Maioria do STF vota a favor de limitar foro privilegiado

A maioria dos ministros do STF (Supremo Tribunal Federal) votou nesta 5ª feira (23.nov.2017) para autorizar  a restrição do foro privilegiado. A Corte só julgará crimes cometidos no exercício do mandato e vinculados à função parlamentar.

A tese proposta pelo ministro Luís Roberto Barroso, relator da matéria, já foi acompanhada integralmente por 5 ministros: Luiz Fux, Edson Fachin, Rosa Weber, Cármen Lúcia e Marco Aurélio Mello. Ficou estabelecido que:

  1. o foro por prerrogativa de função aplica-se apenas aos crimes cometidos durante o exercício do cargo e relacionados às funções desempenhadas;
  2. após o final da instrução processual, com a publicação do despacho de intimação para a apresentação de alegações finais, a competência para processar e julgar as ações penais não será mais afetada em razão de o agente público vir a ocupar outro cargo ou deixar o cargo que ocupava qualquer que seja o motivo.

“Justificativas para foro privilegiado não são compatíveis com a Constituição Federal. Imparcialidade deve ser de todos os membros do Judiciário e Ministério Público e qualquer brasileiro tem direito a julgamento imparcial (…) Prerrogativa não pode abranger quem, à época dos fatos, não era nem parlamentar e perdura até o final do mandato”, afirmou Fachin.

O ministro Alexandre Moraes concordou em partes com o relator. Ainda faltam os votos de Gilmar Mendes, Dias Toffoli e Celso de Mello. O ministro Ricardo Lewandowski está ausente.

 

VOTO DE MORAES

O julgamento havia sido interrompido por Moraes em junho, por 1 pedido de vista. Na sessão de hoje, Moraes acompanhou Barroso, e votou a favor da  limitação da prerrogativa a crimes cometidos no exercício do mandato.

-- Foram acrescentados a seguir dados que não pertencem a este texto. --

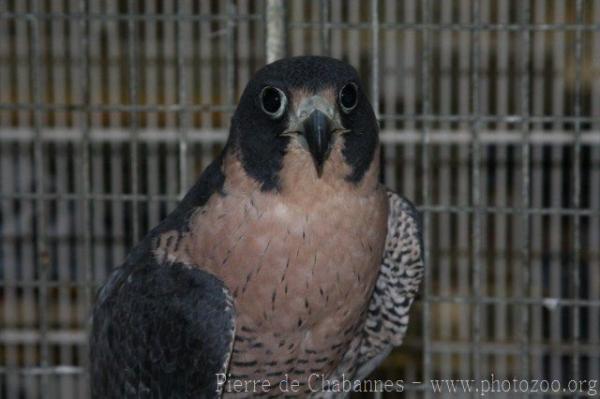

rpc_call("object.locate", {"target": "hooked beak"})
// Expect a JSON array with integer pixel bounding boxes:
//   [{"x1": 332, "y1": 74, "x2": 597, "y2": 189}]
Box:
[{"x1": 302, "y1": 109, "x2": 332, "y2": 177}]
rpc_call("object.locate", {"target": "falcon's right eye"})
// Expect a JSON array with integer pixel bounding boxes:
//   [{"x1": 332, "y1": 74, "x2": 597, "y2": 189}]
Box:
[{"x1": 260, "y1": 86, "x2": 287, "y2": 119}]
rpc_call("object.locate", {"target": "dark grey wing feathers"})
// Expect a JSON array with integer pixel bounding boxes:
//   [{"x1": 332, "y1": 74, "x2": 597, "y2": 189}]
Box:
[
  {"x1": 356, "y1": 191, "x2": 424, "y2": 379},
  {"x1": 90, "y1": 255, "x2": 235, "y2": 399}
]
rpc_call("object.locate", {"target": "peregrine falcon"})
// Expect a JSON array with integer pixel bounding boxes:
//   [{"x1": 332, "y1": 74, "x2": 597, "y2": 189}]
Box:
[{"x1": 90, "y1": 56, "x2": 423, "y2": 399}]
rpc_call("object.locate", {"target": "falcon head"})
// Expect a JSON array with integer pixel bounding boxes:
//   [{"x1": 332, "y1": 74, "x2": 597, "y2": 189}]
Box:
[{"x1": 227, "y1": 56, "x2": 379, "y2": 191}]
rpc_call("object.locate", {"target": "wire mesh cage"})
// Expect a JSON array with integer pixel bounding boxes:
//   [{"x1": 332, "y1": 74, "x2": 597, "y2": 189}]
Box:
[{"x1": 0, "y1": 0, "x2": 600, "y2": 399}]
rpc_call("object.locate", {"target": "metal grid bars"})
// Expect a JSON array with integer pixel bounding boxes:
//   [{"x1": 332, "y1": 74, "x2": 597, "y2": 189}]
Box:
[{"x1": 0, "y1": 0, "x2": 600, "y2": 399}]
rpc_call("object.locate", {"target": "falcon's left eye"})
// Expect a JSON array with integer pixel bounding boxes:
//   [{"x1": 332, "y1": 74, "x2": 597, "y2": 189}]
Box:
[{"x1": 260, "y1": 86, "x2": 287, "y2": 119}]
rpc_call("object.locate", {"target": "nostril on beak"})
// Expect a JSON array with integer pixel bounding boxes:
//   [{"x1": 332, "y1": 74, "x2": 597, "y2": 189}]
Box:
[{"x1": 303, "y1": 110, "x2": 332, "y2": 177}]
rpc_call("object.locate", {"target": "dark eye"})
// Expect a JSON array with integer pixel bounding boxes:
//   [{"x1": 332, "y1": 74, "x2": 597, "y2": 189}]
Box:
[
  {"x1": 340, "y1": 83, "x2": 358, "y2": 113},
  {"x1": 260, "y1": 86, "x2": 287, "y2": 119}
]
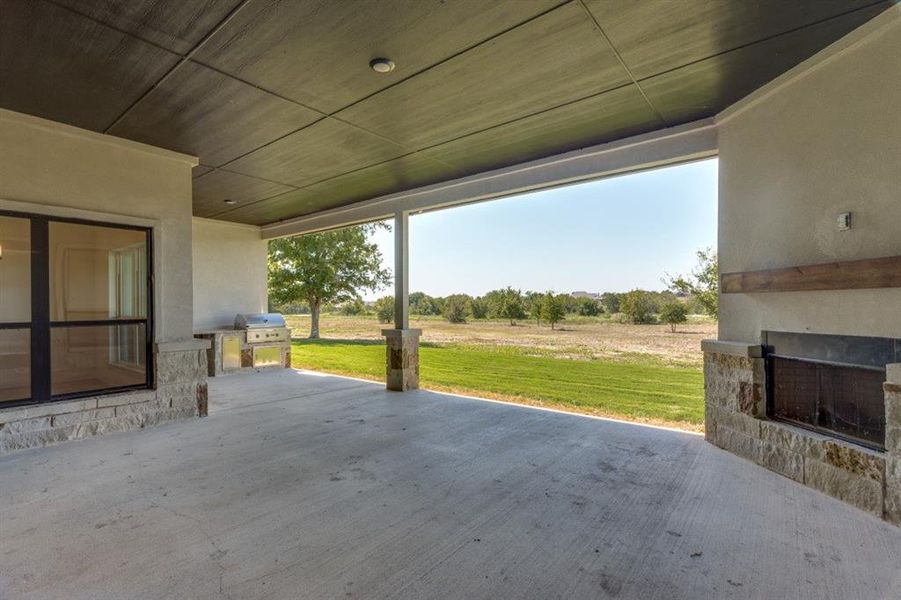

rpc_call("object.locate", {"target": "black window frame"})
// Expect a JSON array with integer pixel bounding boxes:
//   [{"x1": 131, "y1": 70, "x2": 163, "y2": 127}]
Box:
[{"x1": 0, "y1": 210, "x2": 154, "y2": 409}]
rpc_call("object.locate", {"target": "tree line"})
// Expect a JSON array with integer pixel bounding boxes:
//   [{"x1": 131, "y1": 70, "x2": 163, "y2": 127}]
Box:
[
  {"x1": 269, "y1": 223, "x2": 719, "y2": 338},
  {"x1": 356, "y1": 287, "x2": 708, "y2": 331}
]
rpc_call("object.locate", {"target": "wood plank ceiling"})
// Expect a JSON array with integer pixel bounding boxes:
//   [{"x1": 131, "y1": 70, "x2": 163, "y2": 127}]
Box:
[{"x1": 0, "y1": 0, "x2": 893, "y2": 224}]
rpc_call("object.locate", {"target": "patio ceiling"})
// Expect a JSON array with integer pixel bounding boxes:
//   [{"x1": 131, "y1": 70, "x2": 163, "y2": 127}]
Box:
[{"x1": 0, "y1": 0, "x2": 894, "y2": 224}]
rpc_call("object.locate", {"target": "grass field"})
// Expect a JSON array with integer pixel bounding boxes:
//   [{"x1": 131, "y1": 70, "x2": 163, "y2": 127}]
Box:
[{"x1": 288, "y1": 315, "x2": 715, "y2": 431}]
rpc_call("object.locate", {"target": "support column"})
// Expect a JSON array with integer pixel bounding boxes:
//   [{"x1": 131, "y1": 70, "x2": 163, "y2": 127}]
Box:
[
  {"x1": 382, "y1": 212, "x2": 422, "y2": 392},
  {"x1": 884, "y1": 363, "x2": 901, "y2": 525}
]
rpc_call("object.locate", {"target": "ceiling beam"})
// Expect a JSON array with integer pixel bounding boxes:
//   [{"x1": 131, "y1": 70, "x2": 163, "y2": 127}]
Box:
[{"x1": 261, "y1": 119, "x2": 717, "y2": 239}]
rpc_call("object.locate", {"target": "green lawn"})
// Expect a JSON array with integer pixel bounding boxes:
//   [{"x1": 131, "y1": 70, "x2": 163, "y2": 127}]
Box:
[{"x1": 292, "y1": 340, "x2": 704, "y2": 430}]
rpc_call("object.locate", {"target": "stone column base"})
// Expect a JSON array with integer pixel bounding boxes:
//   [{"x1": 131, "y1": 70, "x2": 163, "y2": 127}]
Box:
[
  {"x1": 382, "y1": 329, "x2": 422, "y2": 392},
  {"x1": 702, "y1": 340, "x2": 901, "y2": 525}
]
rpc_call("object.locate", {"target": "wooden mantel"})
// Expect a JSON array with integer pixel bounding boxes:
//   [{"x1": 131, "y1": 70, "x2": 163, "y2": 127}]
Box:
[{"x1": 720, "y1": 256, "x2": 901, "y2": 294}]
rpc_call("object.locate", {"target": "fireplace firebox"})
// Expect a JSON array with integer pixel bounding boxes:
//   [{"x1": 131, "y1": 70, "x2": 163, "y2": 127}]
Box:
[{"x1": 763, "y1": 331, "x2": 901, "y2": 450}]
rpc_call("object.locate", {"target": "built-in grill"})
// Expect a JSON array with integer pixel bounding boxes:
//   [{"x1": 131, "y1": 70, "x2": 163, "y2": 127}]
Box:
[
  {"x1": 194, "y1": 313, "x2": 291, "y2": 377},
  {"x1": 235, "y1": 313, "x2": 291, "y2": 368},
  {"x1": 235, "y1": 313, "x2": 291, "y2": 344}
]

Divergiu, entretanto, quanto à proposta de processar congressistas no STF apenas por delitos ligados à função parlamentar. Para Moraes, os crimes devem ser julgados na Corte e não apenas os vinculados ao mandato.

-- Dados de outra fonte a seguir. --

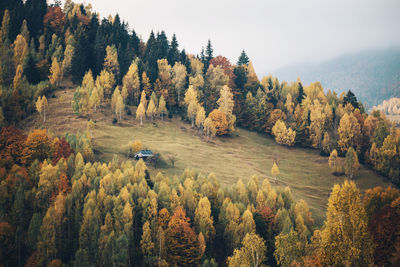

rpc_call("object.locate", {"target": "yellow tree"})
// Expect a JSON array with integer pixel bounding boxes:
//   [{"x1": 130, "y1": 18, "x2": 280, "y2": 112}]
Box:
[
  {"x1": 309, "y1": 99, "x2": 326, "y2": 148},
  {"x1": 157, "y1": 96, "x2": 168, "y2": 120},
  {"x1": 217, "y1": 85, "x2": 236, "y2": 132},
  {"x1": 271, "y1": 162, "x2": 281, "y2": 181},
  {"x1": 338, "y1": 113, "x2": 361, "y2": 152},
  {"x1": 49, "y1": 57, "x2": 62, "y2": 86},
  {"x1": 13, "y1": 65, "x2": 24, "y2": 89},
  {"x1": 36, "y1": 96, "x2": 48, "y2": 122},
  {"x1": 319, "y1": 181, "x2": 373, "y2": 266},
  {"x1": 104, "y1": 45, "x2": 119, "y2": 79},
  {"x1": 122, "y1": 61, "x2": 141, "y2": 103},
  {"x1": 61, "y1": 35, "x2": 75, "y2": 75},
  {"x1": 194, "y1": 197, "x2": 215, "y2": 245},
  {"x1": 146, "y1": 98, "x2": 157, "y2": 121},
  {"x1": 272, "y1": 120, "x2": 296, "y2": 146},
  {"x1": 196, "y1": 104, "x2": 206, "y2": 130},
  {"x1": 142, "y1": 71, "x2": 151, "y2": 96},
  {"x1": 96, "y1": 70, "x2": 115, "y2": 98},
  {"x1": 203, "y1": 117, "x2": 217, "y2": 140},
  {"x1": 115, "y1": 94, "x2": 125, "y2": 121},
  {"x1": 140, "y1": 90, "x2": 147, "y2": 109},
  {"x1": 13, "y1": 34, "x2": 29, "y2": 66},
  {"x1": 184, "y1": 86, "x2": 198, "y2": 106},
  {"x1": 140, "y1": 221, "x2": 154, "y2": 263},
  {"x1": 132, "y1": 140, "x2": 143, "y2": 153},
  {"x1": 172, "y1": 62, "x2": 187, "y2": 105},
  {"x1": 344, "y1": 147, "x2": 360, "y2": 179},
  {"x1": 187, "y1": 100, "x2": 199, "y2": 128},
  {"x1": 228, "y1": 233, "x2": 267, "y2": 267},
  {"x1": 136, "y1": 103, "x2": 146, "y2": 125},
  {"x1": 328, "y1": 149, "x2": 343, "y2": 175},
  {"x1": 89, "y1": 86, "x2": 101, "y2": 112}
]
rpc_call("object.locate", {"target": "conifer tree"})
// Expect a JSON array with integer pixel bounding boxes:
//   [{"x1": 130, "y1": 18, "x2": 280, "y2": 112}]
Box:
[
  {"x1": 146, "y1": 98, "x2": 157, "y2": 121},
  {"x1": 49, "y1": 57, "x2": 62, "y2": 86},
  {"x1": 136, "y1": 103, "x2": 146, "y2": 125},
  {"x1": 157, "y1": 96, "x2": 168, "y2": 120},
  {"x1": 237, "y1": 50, "x2": 249, "y2": 66},
  {"x1": 319, "y1": 181, "x2": 373, "y2": 266},
  {"x1": 344, "y1": 147, "x2": 360, "y2": 179}
]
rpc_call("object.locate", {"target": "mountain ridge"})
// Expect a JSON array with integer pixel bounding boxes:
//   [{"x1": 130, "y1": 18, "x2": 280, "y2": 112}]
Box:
[{"x1": 272, "y1": 47, "x2": 400, "y2": 107}]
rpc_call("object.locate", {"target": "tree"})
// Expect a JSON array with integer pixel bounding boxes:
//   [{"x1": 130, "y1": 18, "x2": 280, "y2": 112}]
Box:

“A Constituição é clara ao estabelecer que cabe ao STF processar e julgar originariamente presidente, vice, membros do congresso, ministros e procurador-geral da Republica que cometerem infração penal comum, concordemos ou não com o foro privilegiado (…) Entendo que o foro se aplica a todas infrações penais comuns praticadas por detentores de mandatos eletivos a partir da sua diplomação”, afirmou Moraes

Hoje, as investigações contra deputados e senadores são remetidas ao STF depois de o congressista assumir o mandato, mesmo se o delito tiver sido cometido antes de sua eleição e não guardar relação com o exercício da função.